As we saw in the episode, there was a lot of discussion about contracts and liability, and information security teams are an important piece of the puzzle. After all, if a company is trying to prepare for the worst, knowing what their risk is of a hack, or a breach, and the possible implications or mitigations, are all crucial to determine.
The biggest question to me is exactly why Angela wanted to join this team. Potentially this is a great foothold for her to have as ECorp’s walking insider threat.
A throwaway birthday?
This is a minor note, but ECorp CEO Philip Price mentioned that Angela shouldn’t believe everything she reads in the news, and that his actual birthday is not the one that is disclosed publicly.
Did Philip make his public birthday fake for privacy reasons or is he purposely trying to throw someone off his trail? In any case, there’s a bit of a running gag that half of the information security community has a birthday of January 1 1900, so if he lied, he’s not the only one out there with a fake birthday.
This episode was really all about the huge plot twist at the end. Did you see that coming or were you completely surprised?
Just a note here. Thank you very much Maria for writing these post about the series. My first thing after I see the show to check your post about it. Sadly this episode didn’t have any that’s worth mentioning, but can’t wait to see the next one.
(spoiler) It’s also worth mentioning how he let the evil website be accessed from out of the Tor network and also appear in search engines & ads, so that it is exposed to everyone and became a sitting duck for law enforcement officers.
I’m not surprised that a bunch of IT people have a birthdate of Jan 1, 1990. That’s the default for some software long ago if you did not provide a DoB, and many people did not.
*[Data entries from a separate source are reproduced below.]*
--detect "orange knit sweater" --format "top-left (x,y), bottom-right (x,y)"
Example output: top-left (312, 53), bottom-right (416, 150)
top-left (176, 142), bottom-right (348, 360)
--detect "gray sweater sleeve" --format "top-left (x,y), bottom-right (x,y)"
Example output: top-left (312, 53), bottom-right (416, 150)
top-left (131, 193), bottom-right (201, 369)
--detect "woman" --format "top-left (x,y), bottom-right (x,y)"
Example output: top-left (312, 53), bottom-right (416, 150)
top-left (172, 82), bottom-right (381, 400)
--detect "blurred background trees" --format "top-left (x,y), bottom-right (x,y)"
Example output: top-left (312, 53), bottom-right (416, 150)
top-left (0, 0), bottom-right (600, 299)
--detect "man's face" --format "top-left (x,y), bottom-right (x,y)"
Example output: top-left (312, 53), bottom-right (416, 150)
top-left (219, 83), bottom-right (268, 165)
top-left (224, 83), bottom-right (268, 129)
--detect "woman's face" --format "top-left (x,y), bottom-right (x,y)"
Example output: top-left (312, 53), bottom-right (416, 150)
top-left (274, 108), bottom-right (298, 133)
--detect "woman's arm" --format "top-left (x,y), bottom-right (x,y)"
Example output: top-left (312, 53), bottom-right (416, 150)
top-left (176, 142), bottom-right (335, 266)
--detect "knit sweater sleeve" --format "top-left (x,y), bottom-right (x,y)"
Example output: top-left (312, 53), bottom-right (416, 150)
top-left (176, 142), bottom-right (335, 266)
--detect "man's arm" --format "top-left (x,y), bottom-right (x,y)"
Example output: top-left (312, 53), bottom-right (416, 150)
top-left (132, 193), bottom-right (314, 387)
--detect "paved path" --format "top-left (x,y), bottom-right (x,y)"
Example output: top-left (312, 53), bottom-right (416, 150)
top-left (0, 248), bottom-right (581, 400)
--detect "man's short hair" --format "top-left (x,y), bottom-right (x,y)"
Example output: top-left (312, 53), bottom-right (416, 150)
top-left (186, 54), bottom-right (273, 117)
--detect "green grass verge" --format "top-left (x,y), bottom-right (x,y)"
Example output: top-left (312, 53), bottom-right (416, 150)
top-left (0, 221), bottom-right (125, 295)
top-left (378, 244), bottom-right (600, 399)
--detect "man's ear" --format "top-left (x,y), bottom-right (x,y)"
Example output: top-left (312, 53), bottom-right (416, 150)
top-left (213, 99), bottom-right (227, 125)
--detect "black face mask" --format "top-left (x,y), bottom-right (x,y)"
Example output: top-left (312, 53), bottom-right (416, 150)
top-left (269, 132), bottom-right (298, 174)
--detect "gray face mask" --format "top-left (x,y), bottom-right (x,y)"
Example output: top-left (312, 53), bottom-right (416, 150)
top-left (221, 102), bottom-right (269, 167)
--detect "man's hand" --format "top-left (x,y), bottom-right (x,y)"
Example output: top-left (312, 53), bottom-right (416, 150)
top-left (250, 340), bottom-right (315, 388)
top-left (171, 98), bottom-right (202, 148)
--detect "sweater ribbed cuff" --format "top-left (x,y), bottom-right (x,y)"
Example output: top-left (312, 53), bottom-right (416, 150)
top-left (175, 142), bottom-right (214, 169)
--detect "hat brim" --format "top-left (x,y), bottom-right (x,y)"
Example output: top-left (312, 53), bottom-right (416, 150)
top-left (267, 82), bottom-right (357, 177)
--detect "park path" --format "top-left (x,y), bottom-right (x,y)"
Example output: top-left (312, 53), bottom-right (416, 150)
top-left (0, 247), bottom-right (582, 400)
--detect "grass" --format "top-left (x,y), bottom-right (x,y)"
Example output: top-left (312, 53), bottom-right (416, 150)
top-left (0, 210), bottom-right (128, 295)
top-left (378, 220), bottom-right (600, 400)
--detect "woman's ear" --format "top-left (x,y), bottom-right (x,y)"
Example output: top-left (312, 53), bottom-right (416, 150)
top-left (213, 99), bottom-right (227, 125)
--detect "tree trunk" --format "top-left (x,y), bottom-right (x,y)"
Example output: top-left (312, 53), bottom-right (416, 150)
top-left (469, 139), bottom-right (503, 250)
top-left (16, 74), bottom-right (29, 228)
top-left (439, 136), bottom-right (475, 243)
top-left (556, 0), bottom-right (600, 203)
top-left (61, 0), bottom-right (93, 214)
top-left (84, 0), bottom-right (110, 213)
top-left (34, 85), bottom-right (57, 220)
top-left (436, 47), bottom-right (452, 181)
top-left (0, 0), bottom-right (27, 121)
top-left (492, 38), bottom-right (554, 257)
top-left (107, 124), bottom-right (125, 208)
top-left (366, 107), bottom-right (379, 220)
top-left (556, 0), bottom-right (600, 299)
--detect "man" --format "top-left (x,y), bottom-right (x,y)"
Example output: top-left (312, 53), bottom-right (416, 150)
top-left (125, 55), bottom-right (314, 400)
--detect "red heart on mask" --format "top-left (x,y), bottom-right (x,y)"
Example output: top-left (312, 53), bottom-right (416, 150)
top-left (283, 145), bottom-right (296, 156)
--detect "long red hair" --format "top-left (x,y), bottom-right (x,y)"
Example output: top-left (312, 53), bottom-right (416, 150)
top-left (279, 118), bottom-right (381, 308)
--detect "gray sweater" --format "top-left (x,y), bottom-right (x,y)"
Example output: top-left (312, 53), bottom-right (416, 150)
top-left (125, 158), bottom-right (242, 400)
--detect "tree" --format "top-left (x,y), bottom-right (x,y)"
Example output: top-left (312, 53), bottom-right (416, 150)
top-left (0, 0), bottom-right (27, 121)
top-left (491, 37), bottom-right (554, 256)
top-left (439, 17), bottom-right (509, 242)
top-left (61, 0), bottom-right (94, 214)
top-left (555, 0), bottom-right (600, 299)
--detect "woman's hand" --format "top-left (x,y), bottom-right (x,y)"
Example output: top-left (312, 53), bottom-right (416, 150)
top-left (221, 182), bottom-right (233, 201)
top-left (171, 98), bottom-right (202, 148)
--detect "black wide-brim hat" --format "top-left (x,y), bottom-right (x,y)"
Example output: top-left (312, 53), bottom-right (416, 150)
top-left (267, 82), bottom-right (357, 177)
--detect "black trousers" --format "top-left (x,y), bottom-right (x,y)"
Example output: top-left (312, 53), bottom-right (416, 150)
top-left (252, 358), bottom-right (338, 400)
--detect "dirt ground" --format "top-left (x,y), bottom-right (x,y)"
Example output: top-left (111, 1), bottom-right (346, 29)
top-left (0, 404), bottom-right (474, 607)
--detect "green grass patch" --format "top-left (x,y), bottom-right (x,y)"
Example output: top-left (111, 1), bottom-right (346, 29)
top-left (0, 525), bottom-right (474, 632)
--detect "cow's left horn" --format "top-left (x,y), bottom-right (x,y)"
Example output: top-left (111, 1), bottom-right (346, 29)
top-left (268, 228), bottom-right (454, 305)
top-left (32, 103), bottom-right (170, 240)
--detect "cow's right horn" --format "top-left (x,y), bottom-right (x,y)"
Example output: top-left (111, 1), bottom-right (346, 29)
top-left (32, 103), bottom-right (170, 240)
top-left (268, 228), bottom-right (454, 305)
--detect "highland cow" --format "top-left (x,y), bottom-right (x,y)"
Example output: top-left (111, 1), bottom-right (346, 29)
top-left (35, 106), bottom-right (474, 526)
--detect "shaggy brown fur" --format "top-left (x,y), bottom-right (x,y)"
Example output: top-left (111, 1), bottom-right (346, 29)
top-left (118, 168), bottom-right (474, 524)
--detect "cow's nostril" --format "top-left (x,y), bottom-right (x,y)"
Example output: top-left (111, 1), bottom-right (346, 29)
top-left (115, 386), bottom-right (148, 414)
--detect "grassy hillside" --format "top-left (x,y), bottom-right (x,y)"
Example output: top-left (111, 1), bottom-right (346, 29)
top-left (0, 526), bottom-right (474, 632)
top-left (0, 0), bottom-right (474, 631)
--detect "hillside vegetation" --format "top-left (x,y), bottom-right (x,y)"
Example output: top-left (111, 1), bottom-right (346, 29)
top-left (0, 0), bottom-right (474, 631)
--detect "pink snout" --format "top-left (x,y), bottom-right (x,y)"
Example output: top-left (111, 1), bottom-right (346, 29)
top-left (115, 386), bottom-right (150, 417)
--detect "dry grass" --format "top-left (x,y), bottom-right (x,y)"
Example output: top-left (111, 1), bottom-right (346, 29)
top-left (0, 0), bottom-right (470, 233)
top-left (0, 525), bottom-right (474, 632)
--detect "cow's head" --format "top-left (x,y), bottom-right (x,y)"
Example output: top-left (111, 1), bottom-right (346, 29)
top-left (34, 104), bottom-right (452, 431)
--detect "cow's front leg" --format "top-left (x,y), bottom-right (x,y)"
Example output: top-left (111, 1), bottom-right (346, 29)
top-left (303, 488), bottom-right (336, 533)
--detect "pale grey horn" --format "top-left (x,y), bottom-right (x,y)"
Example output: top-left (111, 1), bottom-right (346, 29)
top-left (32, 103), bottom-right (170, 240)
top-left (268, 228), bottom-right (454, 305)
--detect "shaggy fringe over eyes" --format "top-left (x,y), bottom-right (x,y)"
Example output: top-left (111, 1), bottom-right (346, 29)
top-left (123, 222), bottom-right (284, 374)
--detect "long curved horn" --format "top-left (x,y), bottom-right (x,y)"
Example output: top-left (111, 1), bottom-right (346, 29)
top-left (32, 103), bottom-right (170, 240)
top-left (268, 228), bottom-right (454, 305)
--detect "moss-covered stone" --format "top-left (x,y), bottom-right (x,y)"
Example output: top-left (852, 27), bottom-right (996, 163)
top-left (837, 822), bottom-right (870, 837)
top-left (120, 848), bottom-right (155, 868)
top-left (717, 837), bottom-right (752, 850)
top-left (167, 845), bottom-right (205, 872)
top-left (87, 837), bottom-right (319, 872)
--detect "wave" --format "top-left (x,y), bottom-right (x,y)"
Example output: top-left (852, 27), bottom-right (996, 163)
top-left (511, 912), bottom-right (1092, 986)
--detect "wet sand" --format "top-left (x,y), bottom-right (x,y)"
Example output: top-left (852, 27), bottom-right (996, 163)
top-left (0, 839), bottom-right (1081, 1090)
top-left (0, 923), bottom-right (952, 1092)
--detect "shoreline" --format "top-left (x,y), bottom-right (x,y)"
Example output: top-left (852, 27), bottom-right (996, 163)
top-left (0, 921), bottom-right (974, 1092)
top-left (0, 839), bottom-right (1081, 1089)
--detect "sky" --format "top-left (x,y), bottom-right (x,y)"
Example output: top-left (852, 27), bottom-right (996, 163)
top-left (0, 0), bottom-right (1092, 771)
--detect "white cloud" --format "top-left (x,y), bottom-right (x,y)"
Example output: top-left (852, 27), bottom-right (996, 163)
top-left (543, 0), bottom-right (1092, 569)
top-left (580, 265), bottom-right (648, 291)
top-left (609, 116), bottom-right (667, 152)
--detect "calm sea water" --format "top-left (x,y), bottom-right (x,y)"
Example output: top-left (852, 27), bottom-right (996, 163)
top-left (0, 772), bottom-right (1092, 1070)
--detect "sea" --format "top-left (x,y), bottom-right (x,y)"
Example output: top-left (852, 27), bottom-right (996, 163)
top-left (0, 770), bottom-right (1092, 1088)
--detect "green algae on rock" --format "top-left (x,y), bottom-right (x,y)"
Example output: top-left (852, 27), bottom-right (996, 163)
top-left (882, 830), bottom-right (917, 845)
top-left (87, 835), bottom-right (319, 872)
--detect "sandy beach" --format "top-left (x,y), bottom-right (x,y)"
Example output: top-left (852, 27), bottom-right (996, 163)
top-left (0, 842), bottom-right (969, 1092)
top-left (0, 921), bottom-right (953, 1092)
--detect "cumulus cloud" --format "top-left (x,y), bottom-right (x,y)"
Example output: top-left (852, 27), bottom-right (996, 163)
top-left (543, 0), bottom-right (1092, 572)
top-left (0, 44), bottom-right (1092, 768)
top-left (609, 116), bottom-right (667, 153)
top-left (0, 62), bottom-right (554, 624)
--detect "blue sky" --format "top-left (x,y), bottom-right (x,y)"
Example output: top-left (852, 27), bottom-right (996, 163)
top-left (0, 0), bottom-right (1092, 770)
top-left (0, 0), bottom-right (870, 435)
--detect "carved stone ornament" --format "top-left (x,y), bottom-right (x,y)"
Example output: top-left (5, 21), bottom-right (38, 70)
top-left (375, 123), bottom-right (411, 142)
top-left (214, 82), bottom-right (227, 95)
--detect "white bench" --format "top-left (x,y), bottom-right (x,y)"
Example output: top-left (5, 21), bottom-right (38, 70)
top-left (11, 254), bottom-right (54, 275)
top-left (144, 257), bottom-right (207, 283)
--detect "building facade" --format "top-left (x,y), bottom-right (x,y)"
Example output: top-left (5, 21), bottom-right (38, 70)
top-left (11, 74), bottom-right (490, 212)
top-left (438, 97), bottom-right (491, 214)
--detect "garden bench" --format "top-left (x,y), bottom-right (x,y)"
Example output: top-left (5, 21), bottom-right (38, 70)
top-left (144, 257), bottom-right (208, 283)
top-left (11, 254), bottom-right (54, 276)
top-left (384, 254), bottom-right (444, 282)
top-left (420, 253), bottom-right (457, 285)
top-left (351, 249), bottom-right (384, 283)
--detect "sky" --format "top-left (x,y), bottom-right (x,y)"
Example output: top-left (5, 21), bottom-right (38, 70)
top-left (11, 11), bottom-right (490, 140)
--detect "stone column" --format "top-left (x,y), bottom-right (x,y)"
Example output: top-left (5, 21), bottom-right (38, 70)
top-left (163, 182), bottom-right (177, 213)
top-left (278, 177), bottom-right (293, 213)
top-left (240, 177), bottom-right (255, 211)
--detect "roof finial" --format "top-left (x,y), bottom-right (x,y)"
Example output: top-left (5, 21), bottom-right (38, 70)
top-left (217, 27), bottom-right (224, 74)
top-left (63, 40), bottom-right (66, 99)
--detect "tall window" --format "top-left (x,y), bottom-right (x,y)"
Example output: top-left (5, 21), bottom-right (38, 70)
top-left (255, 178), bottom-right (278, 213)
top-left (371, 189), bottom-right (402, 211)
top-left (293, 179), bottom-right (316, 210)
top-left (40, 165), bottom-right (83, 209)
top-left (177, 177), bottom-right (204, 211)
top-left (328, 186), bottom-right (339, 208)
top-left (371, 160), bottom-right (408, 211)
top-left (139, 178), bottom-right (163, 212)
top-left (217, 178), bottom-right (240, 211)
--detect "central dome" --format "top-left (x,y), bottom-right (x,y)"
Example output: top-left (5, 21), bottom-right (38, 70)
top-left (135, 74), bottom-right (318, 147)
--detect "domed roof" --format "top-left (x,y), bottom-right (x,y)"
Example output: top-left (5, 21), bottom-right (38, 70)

I just don’t remember what software it was. Either that or its the default date for files when time is not provided, as when imported from other file(ing) systems into Windows.
Are you thinking of Excel? This has (or had, it’s a while since I had Windows) an epoch starting 1900-01-01, which was designated “day one” and stored as the decimal number 1.0.
(A date of zero would display rather weirdly as the 0th of January 1900, not as New Year’s Eve 1899 🙂
I am assuming Maria is referring not to a software default, because most web forms I have seen don’t have a default DoB in order to force you choose something yourself, but to the techie habit of deliberately choosing bogus birthdays. You need to remember your fake birthday easily, so New Year’s Day is commonly used, at least by people who weren’t actually born on that day.
FWIW, I’ve found numerous sites that won’t allow you to be more than 100 years old (which is rather ageist), in the same way that they won’t let you have names that they think you just made up. (I bet Team USA athlete English Gardner has loads of trouble online.)